- Directed by: Nick Green
- Produced by: Harry Harris; Nick Holt; Jeremy Lee;
- Starring: Graham Hornigold; Dionne Marie Hanna; Heather Kaniuk;
- Release date: March 25, 2025 (United States);
- Country: United Kingdom
- Language: English

= Con Mum =

Con Mum is a 2025 British documentary film directed by Nick Green. The 90-minute feature chronicles the true story of Graham Hornigold, a celebrated British pastry chef, who was defrauded of nearly £300,000 by a woman, Dionne Marie Hanna, who claimed to be his mother. It was released on Netflix on March 25, 2025.

== Plot and background ==
In 2020, Graham Hornigold, a London-based chef received an email from Dionne Marie Hanna, a woman claiming to be his biological mother. Hornigold, born in 1974 on a British Army base in Germany and raised by his father and later in foster care, had always yearned to know his mother. Dionne presented herself as a wealthy businesswoman with connections to Southeast Asian royalty, specifically claiming to be an illegitimate daughter of the Sultan of Brunei. She lavished Hornigold, his pregnant partner Heather Kaniuk, and their friends with extravagant gifts, including cars and luxury hotel stays, while promising a multimillion-pound inheritance.

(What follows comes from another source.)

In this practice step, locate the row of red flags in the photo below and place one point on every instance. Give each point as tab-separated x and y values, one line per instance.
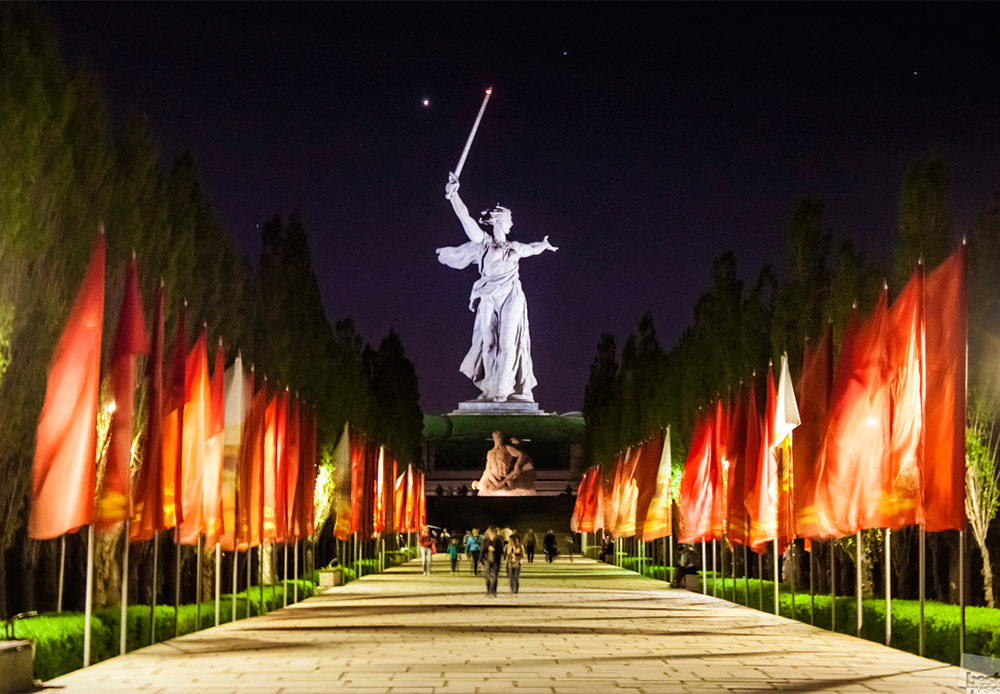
220	456
878	442
374	496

Dionne soon claimed to have terminal brain and bone marrow cancer, intensifying Hornigold’s emotional investment. She began requesting financial assistance, asking Hornigold to cover her bills, including a £25,000 hotel stay, and to take out credit cards and finance agreements in his name, promising repayment from her fortune. Kaniuk grew suspicious and uncovered Dionne’s history of fraud, multiple aliases (including Dionne Marie Hannah and Theresa Haton Mahmud), and prior convictions for shoplifting and deception in 1982. Evidence emerged that Dionne faked her illness, using red food coloring to simulate blood and taking medications unrelated to cancer.

The documentary’s pivotal twist, confirmed by a DNA test, reveals that Dionne is indeed Hornigold’s biological mother, making her betrayal profoundly personal. The scam cost Hornigold £300,000, strained his relationship with Kaniuk (resulting in their separation), and led to significant emotional distress. Dionne disappeared after being confronted, later offering an apology from Malaysia but declining to participate in the film.

The film was produced with interviews featuring Hornigold and Kaniuk, supplemented by archival footage, such as the emotional video of Hornigold’s first meeting with Dionne, and reenactments.

== Reception ==

=== Critical response ===
On the review aggregator website Rotten Tomatoes, critics' reviews were positive.

The Telegraph described it as “breathtakingly depressing,” praising the final twist as a “mouldy cherry on a soggy cake” but criticizing its lack of uplift compared to other scam documentaries.

== Aftermath ==
The release of Con Mum had significant real-world implications. On April 7, 2025, Dionne Marie Hanna, then 84, was charged with fraud in Singapore after alleged victims, inspired by the documentary, filed police reports. Singapore authorities linked her to at least five cases of cheating, with losses exceeding S$200,000 ($149,000). If convicted, Hanna faces up to 20 years in prison and a fine.

On April 24, 2026, Dionne was handed a further 39 charges, with losses involving her case totalling an estimated S$800,000 ($625,000).

In the UK, police declined to pursue charges against Hanna, citing her age, inability to walk, and her maternal relationship with Hornigold, which complicated legal action.